Ein Kaffee mit… Prof. Dr. Robert Jung

Weg frei für Computational Science Lab  [30.01.18]

Das menschliche Herz, Startup-Unternehmen, Landwirtschaft 4.0, Medienanalyse, …: Ihre Forschungsgegenstände könnten unterschiedlicher kaum sein. Dennoch haben sich 11 Hohenheimer Fachgebiete aus allen drei Fakultäten entschieden, in naher Zukunft unter ein gemeinsames Dach zu ziehen. Was sie verbindet: Sie alle arbeiten mit computerintensiven Methoden zur Modellierung und Simulation komplexer Systeme und zur Analyse sehr großer Datenmengen. Möglich wird der interfakultäre Thinktank durch den Ankauf des ehemaligen Tagungszentrums Geno-Akademie in der Steckfeldstraße. Der Online-Kurier hat den Sprecher der Initiative „Computational Science Lab“, Prof. Dr. Robert Jung, zum Kaffee getroffen.


Hintergrund: Durch den Ankauf der ehemaligen Genossenschaftsakademie (Steckfeldstraße 2 und 4) wächst der Hohenheimer Campus um rund 10.000 m². Das Gebäude wurde inzwischen offiziell ans Land übergeben.
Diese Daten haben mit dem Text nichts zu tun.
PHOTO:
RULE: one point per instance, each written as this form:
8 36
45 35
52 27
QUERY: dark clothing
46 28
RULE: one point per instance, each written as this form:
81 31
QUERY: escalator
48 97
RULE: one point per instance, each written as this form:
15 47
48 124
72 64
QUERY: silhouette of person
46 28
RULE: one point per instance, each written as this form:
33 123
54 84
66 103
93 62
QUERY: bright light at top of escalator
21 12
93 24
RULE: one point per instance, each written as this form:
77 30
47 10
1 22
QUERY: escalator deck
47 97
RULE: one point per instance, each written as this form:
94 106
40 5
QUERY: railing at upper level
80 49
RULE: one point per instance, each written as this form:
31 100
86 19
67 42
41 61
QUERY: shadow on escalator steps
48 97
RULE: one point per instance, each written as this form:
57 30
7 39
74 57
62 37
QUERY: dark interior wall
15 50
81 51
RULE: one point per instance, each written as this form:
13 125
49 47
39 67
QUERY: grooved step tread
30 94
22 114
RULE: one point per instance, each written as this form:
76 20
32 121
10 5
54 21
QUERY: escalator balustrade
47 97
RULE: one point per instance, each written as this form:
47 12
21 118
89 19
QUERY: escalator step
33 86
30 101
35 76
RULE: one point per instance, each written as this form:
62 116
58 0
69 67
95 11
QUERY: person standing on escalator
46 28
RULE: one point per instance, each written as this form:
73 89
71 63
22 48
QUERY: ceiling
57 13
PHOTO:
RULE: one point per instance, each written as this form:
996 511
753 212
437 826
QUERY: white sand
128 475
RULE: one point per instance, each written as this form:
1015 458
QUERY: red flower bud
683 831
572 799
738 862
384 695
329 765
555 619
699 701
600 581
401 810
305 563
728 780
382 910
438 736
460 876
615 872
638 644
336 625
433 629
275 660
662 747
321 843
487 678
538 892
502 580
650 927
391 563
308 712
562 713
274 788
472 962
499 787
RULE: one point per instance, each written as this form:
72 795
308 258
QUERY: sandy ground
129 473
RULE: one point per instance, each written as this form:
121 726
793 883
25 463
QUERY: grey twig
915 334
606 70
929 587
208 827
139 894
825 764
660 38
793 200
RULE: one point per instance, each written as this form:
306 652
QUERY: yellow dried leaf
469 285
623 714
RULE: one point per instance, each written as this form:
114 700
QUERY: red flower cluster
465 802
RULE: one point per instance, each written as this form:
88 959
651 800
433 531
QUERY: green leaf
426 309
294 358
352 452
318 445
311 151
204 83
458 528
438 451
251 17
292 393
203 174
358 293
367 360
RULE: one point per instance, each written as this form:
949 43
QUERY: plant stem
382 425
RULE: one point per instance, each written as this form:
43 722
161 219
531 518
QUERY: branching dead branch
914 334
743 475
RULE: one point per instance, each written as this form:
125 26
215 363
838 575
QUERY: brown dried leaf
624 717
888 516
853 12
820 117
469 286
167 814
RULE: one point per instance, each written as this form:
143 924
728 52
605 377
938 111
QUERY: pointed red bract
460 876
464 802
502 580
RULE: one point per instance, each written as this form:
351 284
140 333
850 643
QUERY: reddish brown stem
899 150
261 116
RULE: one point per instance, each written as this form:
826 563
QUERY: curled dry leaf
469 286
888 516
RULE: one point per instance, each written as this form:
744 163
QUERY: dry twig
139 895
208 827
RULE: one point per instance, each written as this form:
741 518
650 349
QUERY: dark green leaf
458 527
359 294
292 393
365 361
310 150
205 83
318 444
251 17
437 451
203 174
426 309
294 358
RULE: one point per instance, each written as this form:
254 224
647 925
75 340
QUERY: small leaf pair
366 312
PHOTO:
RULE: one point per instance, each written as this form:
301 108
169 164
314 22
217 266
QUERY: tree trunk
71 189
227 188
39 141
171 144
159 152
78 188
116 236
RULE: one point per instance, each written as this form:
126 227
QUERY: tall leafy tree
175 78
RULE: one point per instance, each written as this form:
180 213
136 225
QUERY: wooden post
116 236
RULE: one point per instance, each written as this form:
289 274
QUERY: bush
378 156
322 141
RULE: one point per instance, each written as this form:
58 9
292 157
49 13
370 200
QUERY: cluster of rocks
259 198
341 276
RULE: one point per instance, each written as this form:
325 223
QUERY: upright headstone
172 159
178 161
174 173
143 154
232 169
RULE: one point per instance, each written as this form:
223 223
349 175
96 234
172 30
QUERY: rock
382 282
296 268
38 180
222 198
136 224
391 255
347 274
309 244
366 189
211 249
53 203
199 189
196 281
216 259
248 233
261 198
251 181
Eine umfassende Sanierung des ehemaligen Tagungszentrums und Gästehauses soll bis 2019 abgeschlossen sein.

Nach dem Umbau  sollen 11 Hohenheimer Fachgebiete ins Gebäude ziehen, die zusammen den Kern des neuen interfakultären Netzwerks „Computational Science Lab (CSL)“ bilden. Außerdem sollen auf dem Areal ein Welcome Center für ausländische Wissenschaftler, weitere Büroräume und Lagerflächen entstehen.

Computational Science Lab (CSL) – beteiligte Professuren:

  • Prof. Dr. Thomas Berger. Fg. Ökonomik der Landnutzung in den Tropen und Subtropen (Josef G. Knoll Professur) (490d)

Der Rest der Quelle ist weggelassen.